In principle, she still thinks of Unification as a good idea; one look at the Rim Worlds, saddled - sometimes literally - with techniques that were outmoded and ancient even before the One Small Step, one look at the quality of life in the Core, and the benefits are plain for any to see. In practice, though, it hasn't helped nearly as much, and in the process has left millions rather resentful.
In principle, the Guild is a good thing, needed, giving legitimacy to a process that no amount of law or moralizing could ever eradicate, and in the process, giving the power to the ones who take the risk - as it should be. In practice, she often wonders at the price she has to pay for that power, that prestige, that recognition.
In principle, the safeguards the Guild uses should prevent a Companion from being ambushed, waylaid, betrayed by a client to a bounty hunter. In practice, Inara has found, there's always a way around the safeguards.
In principle, a Companion's chamber should be sacrosanct, inviolate to any but the Companion and the client. In practice, Shuttle One has been violated time and again, by childish captains and bounty hunters.
In principle, it shouldn't matter to the client what the Companion's other business arrangements are.
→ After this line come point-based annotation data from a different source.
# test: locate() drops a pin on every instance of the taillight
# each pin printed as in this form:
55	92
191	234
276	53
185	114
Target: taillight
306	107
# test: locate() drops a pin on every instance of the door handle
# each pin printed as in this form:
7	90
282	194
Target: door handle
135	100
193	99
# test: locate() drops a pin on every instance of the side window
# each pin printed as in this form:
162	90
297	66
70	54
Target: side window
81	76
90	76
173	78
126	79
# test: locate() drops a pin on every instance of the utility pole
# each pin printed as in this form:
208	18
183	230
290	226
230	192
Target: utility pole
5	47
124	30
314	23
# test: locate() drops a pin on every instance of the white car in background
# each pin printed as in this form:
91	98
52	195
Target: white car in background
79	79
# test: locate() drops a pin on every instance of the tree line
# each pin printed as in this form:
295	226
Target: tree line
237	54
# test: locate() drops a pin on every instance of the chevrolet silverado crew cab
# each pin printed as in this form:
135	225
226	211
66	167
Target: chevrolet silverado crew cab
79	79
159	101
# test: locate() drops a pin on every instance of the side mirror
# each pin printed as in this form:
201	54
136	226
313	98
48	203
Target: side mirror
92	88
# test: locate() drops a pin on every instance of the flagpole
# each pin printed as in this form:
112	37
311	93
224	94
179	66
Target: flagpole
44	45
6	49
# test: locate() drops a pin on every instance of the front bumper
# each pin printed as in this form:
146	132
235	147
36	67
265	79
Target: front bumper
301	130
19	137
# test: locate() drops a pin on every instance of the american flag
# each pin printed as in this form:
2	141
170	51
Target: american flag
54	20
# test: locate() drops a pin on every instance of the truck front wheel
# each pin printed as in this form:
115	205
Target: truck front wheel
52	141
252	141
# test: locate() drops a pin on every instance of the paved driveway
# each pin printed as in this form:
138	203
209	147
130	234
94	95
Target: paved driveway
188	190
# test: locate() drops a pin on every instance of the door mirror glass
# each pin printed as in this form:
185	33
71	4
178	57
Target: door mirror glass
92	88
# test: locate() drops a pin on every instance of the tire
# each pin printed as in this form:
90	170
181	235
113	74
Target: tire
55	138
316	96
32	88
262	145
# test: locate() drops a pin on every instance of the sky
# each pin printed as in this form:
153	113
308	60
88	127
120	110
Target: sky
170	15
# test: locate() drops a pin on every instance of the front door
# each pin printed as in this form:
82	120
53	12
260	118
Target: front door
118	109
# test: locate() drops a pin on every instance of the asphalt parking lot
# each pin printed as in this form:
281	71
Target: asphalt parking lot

In practice, the client has made it his business, and has decided to seize the position of power.
In principle, the Bounty Hunters' Guild is a respected organization, much like the Companions' Guild, and the members of each Guild treat the other with respect. In practice, respect is a lost art among the hunters, and Inara is not inclined to show respect ... or mercy.
In principle, a Companion may only use force as a last resort against a client who has lost control. In practice, Inara weighs the threat to her against the threat to a terrorized young girl and a brother whose only real crime was caring for her, and she finds it easy to goad the client into drawing his pistol.
In principle, she is a respected Companion, in a legitimate business arrangement with a transport captain whose other ventures are extremely questionable, and the two men the magistrates gently remove from the shuttle are indicted post-mortem.
In practice, Inara knows as she boosts off the landing pad, she is an abettor of fugitives, a consort of felons, and now a murderess.
In principle, she should be haunted by her actions.
In practice, she will sleep the sleep of the just, knowing she has done the right thing.